I hardly know Katherine but I want her, with unreasonable ferocity. Like a sickness, like the need for water. Like Paris for Helen, I am laid low by irresistible longing.
In memory I study the light on her face, beneath the glow-bulbs of the Tall Castle, beneath the cemetery trees. I envy those patches of sunlight, sliding over her hair, moving unopposed the length of her body, across her cheekbones. I remember everything. I recall the pattern of her breath. In the heat of Drane’s kitchen I remember a single bead of sweat and the slow roll of it, down her neck, along the tendon, across her throat. I’ve killed men and forgotten them. Mislaid the act of taking a life. But that drop of sweat is a diamond in my mind’s eye.
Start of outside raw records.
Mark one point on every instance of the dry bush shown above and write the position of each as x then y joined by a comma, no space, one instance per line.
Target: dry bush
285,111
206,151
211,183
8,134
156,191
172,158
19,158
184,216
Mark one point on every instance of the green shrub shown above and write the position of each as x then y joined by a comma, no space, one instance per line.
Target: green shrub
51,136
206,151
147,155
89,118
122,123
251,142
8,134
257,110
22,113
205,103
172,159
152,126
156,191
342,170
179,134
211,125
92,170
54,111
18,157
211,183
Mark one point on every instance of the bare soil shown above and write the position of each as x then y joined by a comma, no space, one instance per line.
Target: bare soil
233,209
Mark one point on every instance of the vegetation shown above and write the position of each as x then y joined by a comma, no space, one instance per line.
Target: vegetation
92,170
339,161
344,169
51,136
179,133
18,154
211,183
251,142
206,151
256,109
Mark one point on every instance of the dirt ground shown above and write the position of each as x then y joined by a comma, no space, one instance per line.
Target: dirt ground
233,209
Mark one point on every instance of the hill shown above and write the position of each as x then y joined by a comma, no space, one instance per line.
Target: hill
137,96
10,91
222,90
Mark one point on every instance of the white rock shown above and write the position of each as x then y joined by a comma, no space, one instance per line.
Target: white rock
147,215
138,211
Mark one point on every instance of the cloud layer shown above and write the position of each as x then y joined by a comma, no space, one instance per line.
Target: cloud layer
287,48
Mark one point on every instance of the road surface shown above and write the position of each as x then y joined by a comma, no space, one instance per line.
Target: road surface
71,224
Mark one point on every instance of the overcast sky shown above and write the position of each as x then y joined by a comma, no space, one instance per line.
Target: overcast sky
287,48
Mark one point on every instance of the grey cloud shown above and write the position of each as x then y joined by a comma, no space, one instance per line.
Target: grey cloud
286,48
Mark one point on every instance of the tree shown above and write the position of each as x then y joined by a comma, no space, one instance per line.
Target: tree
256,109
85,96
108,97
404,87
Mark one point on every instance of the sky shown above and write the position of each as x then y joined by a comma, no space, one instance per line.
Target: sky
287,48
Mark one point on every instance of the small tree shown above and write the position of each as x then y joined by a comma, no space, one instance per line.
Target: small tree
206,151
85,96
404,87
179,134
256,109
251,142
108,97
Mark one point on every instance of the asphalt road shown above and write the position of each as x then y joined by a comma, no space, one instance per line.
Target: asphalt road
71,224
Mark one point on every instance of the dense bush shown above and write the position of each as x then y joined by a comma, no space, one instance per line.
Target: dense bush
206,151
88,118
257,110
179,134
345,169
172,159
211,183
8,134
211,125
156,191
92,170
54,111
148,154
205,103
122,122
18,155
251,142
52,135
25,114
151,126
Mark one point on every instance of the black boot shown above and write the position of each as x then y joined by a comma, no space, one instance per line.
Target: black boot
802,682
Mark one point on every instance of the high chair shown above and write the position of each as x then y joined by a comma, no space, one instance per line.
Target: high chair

“Hello, Jorg.” And my clever words desert me. She makes me feel my fourteen summers, more boy than man.
I want her beyond reason. I need to own, consume, worship, devour. What I’ve made of her in my mind cannot live in flesh. She’s just a person, just a girl, but she stands at the door to an old world, and although I can’t go back…she can come through, and maybe bring with her a scent of it, a taste of that lost warmth.
These feelings are too fierce to last. They can only burn, making us ash and char.
I see her in dreams. I see her against the mountains. High, snow-cold, snow-pure, unobtainable. I climb, and on the empty peak I speak her name to the wind, but the wind takes my words. It takes me too. Tumbling through void.
“Hello, Jorg.”
My flesh prickles. I rub at my cheek and my fingers come away bloody, sliced open. Every part of me burns with pins and needles. Real pins, real needles. I scream and like buds on the branch each prickle erupts, a hundred thorns sliding from my skin, growing from the bone. There are animals impaled, stabbed through like exhibits on a gamekeeper’s board. Rat, stoat, ferret, fox, dog…baby. Limp and watching.